Safe & Proactive Healthcare: Telemedicine and Genetic Testing

Selecting the ideal solution and technology for one’s healthcare program requires training, evaluation, and research by a professional and registered provider. With the historic pandemic of COVID—19, many healthcare providers were stretched thin on-site, amplifying the need for virtual solutions to healthcare. Today, telehealth is part of the new standard of care. Many providers are finding virtual care safer and more effective than an in-person appointment. 

Telemedicine is the practice of caring for patients remotely when the patient and provider aren’t physically present with one another. Modern technology has allowed doctors to consult their patients with the help of HIPAA compliant video-conferencing tools. 

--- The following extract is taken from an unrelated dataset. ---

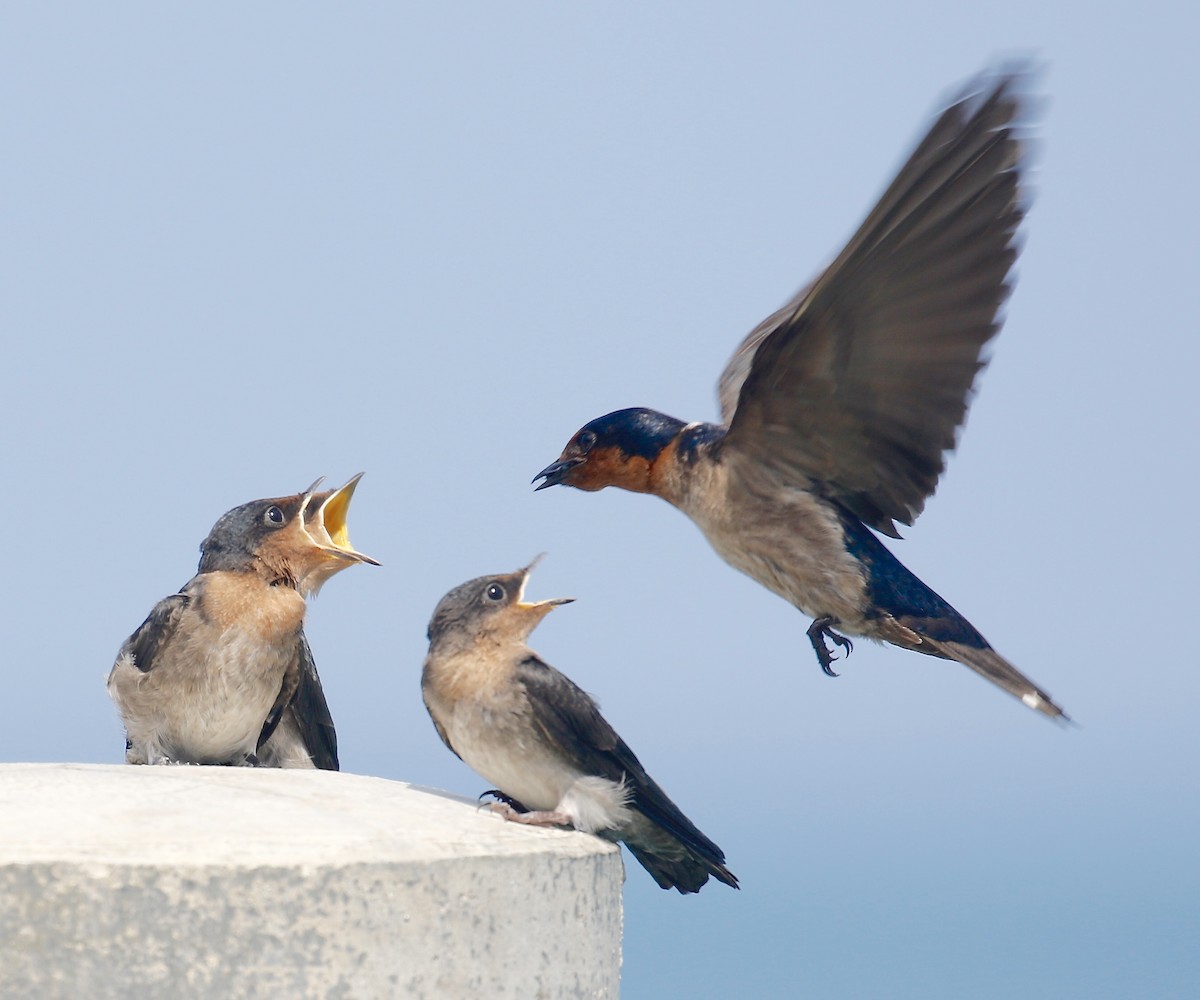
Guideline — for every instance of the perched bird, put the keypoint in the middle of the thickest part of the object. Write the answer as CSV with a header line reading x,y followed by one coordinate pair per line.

In addition, genetic testing is a process that screens an individual’s genetic material for the presence of mutations, which may cause disease. This procedure is performed by taking genetic material from cells gathered from tissue, saliva, or blood from inside the cheek. https://www.myconciergehealth.org/ provides comprehensive solutions including telemedicine and genetic lab testing, offering patients safer and better access than ever.

Man Having A Video Call On His Phone
Photo by Edward Jenner from Pexels

What are the most common diseases among Americans? 

Genetic testing can screen for common diseases that can worsen if not treated properly. 

Many of the population in the US have diabetes. Pain in the legs, extreme thirst, extreme hunger, and weight loss are symptoms of this disease. 

Obesity is a medical condition where the percentage of body fat has become so massive that it poses a risk to a person’s health. This disease affects a person’s health by making every physical activity difficult. An obese individual will suffer from shortness of breath, putting more pressure on their heart, and causing blood flow to be restricted. 

Heart disease is one of the deadliest conditions and is considered a silent killer. This condition impacts people by gradually lowering their heart’s strength, making it pump less blood at a weak pace, or causing the body to be hypertensive. 

Kidney disease is a common disease that lowers the body’s kidney function, either due to poor lifestyle choices or complications. 

How treatment and prevention can be customized to one’s genetics? 

Genetic testing can facilitate early detection of disease and prevent personal health risks when followed by proactive and prompt treatment. A genetic ancestry test can show underlying health risks that physicians might not otherwise locate. Genetic testing does not essentially determine a specific disease but may determine risk factors, which call for added, targeted testing. 

Some of the diseases that can be determined through genetic testing are obesity, parkinson’s disease, bipolar disorder, celiac disease, and breast and ovarian cancer. 

Genetic testing can be lifesaving for many patients. It provides information that helps medical providers concentrate their treatment efforts better. Further, locating high-risk categories in babies allow prenatal providers to better plan for the pediatric care the child will require at birth. Often, lifesaving interventions can be initiated while the baby is in the womb. 

Overall, telemedicine and genetic testing provide many benefits to patients and doctors, farmers, and people who want to take the utmost care of their bodies.